Flooded Bays? Rice Prof Says It's Happening
by: Jack Williams, January 4, 2007 12:01:00 am
"We're not talking something here that potentially will happen in 100 or 200 years. We're talking something that could well happen in a matter of decades, changes that could happen in a matter of decades."
Anderson has spent years researching flooding trends along the Gulf Coast and says it's not unusual to have bay flooding events every 1500 years or so, cyclical occurances that result from the combination of slowly rising sea levels and less river-borne sediment flowing into the bays.
"The human influence of putting dams on rivers is equivalent if not greater than some of these natural climate events in terms of how they impact sediment supply from the river to the bay. So as sea level goes up, unless there's enough sediment coming into the bay to keep up with the rate of rise, then you will flood the bay. In other words water depths will increase, wetlands will be lost or at least will shift from their location, and there's going to be an impact from that."
Anderson and his research colleagues have analyzed sediment core samples from Galveston, Corpus Christi and Matagorda bays and several lakes in Louisiana where flooding events have happened in the past and says the decrease in the amount of sediment seems to be the common factor.
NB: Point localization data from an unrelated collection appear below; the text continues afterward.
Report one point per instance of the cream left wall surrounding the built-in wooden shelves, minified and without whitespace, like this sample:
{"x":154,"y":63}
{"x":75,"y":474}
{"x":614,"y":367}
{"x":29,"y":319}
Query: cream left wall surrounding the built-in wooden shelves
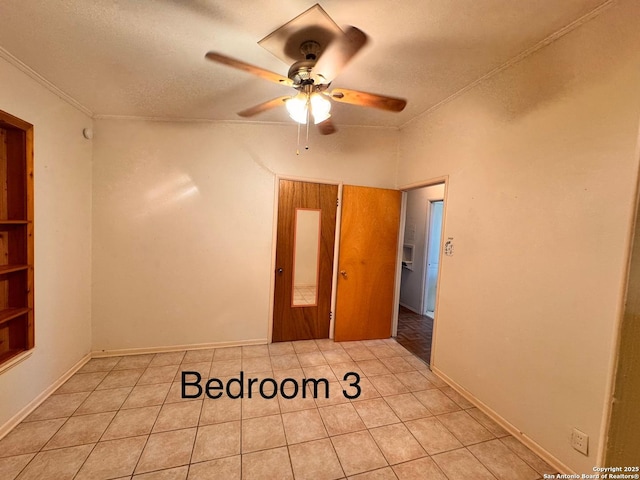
{"x":62,"y":172}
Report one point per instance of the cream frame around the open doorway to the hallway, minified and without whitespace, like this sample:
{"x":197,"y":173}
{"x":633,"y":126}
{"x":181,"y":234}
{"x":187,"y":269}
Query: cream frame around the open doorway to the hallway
{"x":403,"y":213}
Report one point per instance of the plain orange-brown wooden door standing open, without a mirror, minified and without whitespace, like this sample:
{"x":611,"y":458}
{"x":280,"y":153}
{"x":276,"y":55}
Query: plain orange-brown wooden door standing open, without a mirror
{"x":367,"y":263}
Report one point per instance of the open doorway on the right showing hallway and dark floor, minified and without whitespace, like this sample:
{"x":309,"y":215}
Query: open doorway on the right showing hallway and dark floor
{"x":420,"y":268}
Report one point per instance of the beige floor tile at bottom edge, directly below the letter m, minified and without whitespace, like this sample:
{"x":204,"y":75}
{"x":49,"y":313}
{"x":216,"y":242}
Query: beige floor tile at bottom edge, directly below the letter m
{"x":316,"y":460}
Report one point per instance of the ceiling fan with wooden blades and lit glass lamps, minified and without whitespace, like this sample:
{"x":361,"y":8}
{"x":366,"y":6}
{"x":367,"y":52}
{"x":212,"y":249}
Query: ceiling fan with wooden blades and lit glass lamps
{"x":319,"y":62}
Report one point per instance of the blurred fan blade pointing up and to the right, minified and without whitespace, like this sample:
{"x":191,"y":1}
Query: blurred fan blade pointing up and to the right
{"x":337,"y":54}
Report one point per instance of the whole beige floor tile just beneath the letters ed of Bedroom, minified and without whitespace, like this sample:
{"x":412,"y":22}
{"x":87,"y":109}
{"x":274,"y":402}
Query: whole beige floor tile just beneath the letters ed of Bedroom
{"x":217,"y":441}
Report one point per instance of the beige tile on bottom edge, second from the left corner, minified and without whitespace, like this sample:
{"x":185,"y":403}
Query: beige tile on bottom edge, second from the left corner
{"x":60,"y":464}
He says the changes in the bays can be rapid.
"What we basically discovered is that rather than just slowly change as sea level rises due to the flooding that takes place, inundation of the bays, rather than change slowly, they have threshholds and they are able to maintain the setting at certain sea level rise and sediment input, but when there's an imbalance in that supply or sea level rise, the systems respond rather radically."
The most obvious potential problems that arise from bay flooding include the eventual disruption or complete destruction of business or residential developments along bays in Texas and elsewhere. Anderson says getting river sediment past the dams and into the bays is one solution.
"In other words, engineering that would basically pump the sediment or move the sediment through the system to keep it moving in through the system. There are ways to engineer around a lot of these problems. Until we undertand the magnitude of the problem given the cost of the remedies, it's not likely that anything is going to be done."
Based on sedimentary records, researchers say the world's oceans are rising more quickly, 5 millimeters a year now compared to 2 millimeters a year recorded throughout most of the 20th century.